As a final step, we add other modules and create a macro to control all with a single button push. So get the dp-mockup-streamer and the dp-lsl-recording module and place them in the same parent directory as the other modules.

.
├── dp-control-room
├── dp-lsl-recording
├── dp-mockup-streamer
└── dp-mi-paradigm

Also install the requirements for the other two modules via pip install -r requirements.txt within each of the folders.

Then add the following to the ./configs/mi_experiment.toml config:

[python]
modules_root = '../'

# -------------------- used modules ---------------------------------------

[python.modules.dp-mi-paradigm]
type = 'paradigm'
port = 8081
ip = '127.0.0.1'
loglevel = 10

[python.modules.dp-mockup-streamer]
type = 'source'
port = 8082
ip = '127.0.0.1'
loglevel = 10

[python.modules.dp-lsl-recording]
type = 'paradigm'
port = 8083
ip = '127.0.0.1'
loglevel = 10


[macros.start_test]
name = 'START_TEST'
description = 'start all modules for simulation'
delay_s = 1
[macros.start_test.default_json]
nrep = 6
[macros.start_test.cmds]
# variable names are arbitrary, the commands will be executes in the same order as they are read by tomllib
com1 = ['dp-mockup-streamer', 'START_RANDOM']
com2 = ['dp-lsl-recording', 'SELECT_ALL']
com4 = ['dp-lsl-recording', 'RECORD']
com5 = ['dp-mi-paradigm', 'RUN', 'nrepetitions=nrep']

[macros.stop]
name = 'STOP_TEST'
description = 'Send a stop command to all involved modules'
[macros.stop.cmds]
com1 = ['dp-lsl-recording', 'STOPRECORD']

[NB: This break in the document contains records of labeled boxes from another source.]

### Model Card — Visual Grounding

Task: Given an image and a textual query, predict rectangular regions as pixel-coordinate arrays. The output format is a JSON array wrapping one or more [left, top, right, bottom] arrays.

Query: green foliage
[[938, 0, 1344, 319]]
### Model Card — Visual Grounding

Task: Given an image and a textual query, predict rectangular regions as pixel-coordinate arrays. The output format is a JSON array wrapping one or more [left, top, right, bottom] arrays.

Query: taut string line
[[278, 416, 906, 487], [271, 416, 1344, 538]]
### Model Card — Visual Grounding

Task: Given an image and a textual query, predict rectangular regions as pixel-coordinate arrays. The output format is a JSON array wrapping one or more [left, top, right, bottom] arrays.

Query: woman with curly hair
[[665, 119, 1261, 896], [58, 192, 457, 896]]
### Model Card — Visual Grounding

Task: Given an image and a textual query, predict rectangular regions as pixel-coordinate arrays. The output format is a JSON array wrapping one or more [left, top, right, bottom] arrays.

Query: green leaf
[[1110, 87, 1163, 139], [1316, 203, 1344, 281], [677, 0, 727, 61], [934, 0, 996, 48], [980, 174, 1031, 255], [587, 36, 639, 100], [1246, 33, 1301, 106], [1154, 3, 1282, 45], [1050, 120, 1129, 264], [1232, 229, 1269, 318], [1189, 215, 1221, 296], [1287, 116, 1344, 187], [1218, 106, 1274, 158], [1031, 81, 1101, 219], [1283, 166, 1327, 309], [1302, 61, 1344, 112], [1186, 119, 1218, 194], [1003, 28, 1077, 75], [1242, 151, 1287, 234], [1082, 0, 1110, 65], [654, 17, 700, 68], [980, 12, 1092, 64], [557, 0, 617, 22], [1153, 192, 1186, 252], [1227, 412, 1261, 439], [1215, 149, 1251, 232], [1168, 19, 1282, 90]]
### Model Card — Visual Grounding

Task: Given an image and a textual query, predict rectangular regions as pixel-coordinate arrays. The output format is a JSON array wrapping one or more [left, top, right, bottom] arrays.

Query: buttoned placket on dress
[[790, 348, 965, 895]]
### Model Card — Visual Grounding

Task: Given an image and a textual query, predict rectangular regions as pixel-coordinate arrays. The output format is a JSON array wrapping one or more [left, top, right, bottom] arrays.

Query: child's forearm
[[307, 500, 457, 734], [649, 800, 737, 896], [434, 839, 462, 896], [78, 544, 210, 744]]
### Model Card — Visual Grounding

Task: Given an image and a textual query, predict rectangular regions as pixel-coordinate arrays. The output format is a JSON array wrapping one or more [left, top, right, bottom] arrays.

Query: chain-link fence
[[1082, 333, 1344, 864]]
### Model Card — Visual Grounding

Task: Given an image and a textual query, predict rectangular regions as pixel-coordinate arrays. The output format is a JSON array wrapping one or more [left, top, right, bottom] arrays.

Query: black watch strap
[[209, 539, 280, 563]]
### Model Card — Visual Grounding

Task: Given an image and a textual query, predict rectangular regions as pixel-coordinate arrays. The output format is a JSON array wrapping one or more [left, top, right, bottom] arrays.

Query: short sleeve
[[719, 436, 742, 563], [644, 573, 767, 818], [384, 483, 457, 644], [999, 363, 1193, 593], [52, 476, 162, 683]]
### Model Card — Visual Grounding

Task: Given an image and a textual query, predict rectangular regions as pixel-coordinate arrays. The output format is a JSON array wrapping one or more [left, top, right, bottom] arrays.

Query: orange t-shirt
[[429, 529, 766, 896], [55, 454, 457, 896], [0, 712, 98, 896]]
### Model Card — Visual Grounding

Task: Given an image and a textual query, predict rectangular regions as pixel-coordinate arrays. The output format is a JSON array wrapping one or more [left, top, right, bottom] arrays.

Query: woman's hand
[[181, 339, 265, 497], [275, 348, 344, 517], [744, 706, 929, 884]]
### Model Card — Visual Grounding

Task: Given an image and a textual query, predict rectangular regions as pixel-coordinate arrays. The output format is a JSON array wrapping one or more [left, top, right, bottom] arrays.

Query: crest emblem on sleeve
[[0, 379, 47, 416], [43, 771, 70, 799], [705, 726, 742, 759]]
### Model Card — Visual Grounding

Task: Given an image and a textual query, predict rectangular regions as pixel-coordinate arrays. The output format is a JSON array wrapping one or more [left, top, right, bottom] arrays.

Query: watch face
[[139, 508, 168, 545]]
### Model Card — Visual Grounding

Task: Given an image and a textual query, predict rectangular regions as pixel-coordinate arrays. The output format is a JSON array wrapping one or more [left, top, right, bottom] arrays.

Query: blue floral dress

For more details about how create a config for dp-control-room, please be referred to the README.

Before we restart the control room to check our new configuration including the macro, we need to start the LabRecorder. Otherwise the we will not be able to start the control room GUI. (Note - this is a temporary necessity. In later versions of the dp-lsl-recording module, this will be done automatically).

Now restart the control room from within dp-control-room by using python rcr.py and you should see a Macro section on the GUI at 127.0.0.1:8050.